Archer King (February 27, 1917, New York City, New York – July 19, 2012, New York City) was an American theatrical agent, producer and actor.

King acted in the Broadway productions Summer Night and Stop Press in 1939. These were followed by service in World War II. After the war, he returned to the theatre and produced a number of Broadway plays, including Two Blind Mice by Sam Spewack and Miracle in the Mountains by Ferenc Molnár. In 1951, he was hired as head of talent at CBS. In 1952, he became an agent with the Louis Shurr Agency.

King started his own agency in 1957. He is credited with discovering James Dean, Jason Robards, Jack Warden, Martin Sheen, Paul Mazursky, Elizabeth Montgomery, Tommy Tune and Ron Howard. He has represented clients such as John Cassavetes, Broderick Crawford, Bette Midler, Dorothy Malone, Alexis Smith and Tommy Tune.

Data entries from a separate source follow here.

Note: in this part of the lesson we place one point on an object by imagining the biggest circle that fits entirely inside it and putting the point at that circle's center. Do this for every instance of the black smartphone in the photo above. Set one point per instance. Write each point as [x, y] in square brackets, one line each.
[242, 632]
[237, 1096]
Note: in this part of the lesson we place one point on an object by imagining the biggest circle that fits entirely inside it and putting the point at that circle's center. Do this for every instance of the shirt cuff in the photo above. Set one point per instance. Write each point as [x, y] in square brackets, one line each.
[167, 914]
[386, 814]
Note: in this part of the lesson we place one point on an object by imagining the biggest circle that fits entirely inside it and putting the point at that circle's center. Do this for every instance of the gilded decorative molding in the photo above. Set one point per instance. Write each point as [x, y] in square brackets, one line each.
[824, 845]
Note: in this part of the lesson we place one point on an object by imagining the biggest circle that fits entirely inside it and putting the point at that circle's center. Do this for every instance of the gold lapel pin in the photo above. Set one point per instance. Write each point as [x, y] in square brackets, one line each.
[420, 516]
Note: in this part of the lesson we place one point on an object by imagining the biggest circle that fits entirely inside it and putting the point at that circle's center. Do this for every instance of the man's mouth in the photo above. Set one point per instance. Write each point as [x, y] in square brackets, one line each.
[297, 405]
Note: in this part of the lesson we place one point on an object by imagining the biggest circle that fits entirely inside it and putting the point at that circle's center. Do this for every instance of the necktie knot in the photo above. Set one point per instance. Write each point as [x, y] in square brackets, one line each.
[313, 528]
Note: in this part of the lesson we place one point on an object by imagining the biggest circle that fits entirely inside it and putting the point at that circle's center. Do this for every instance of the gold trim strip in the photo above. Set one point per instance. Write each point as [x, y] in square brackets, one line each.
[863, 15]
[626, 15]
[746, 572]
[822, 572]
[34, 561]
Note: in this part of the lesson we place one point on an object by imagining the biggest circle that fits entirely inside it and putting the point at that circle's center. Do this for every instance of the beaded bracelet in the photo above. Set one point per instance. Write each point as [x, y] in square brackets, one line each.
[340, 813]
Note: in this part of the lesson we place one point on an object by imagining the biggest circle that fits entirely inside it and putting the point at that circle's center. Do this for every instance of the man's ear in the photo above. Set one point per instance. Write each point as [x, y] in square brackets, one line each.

In 1963, Archer King Ltd, under Kanawha Films Ltd., acquired and distributed a number of foreign films, including Roman Polanski's Knife in the Water and Volker Schlondorff's Young Torless. Both films were nominated for Academy Awards.

From 1979 to 1986, while retaining his agents' franchise, he became the head of production of the Theater-to-Television' Division of RKO Pictures. There he acquired and produced Sweeney Todd starring Angela Lansbury, which won an Ace Award for Best Production, The Gin Game, starring Hume Cronyn and Jessica Tandy, I Do! I Do! starring Lee Remick and Hal Linden, and Lena Horne's one-woman show Lena Horne: The Lady and Her Music.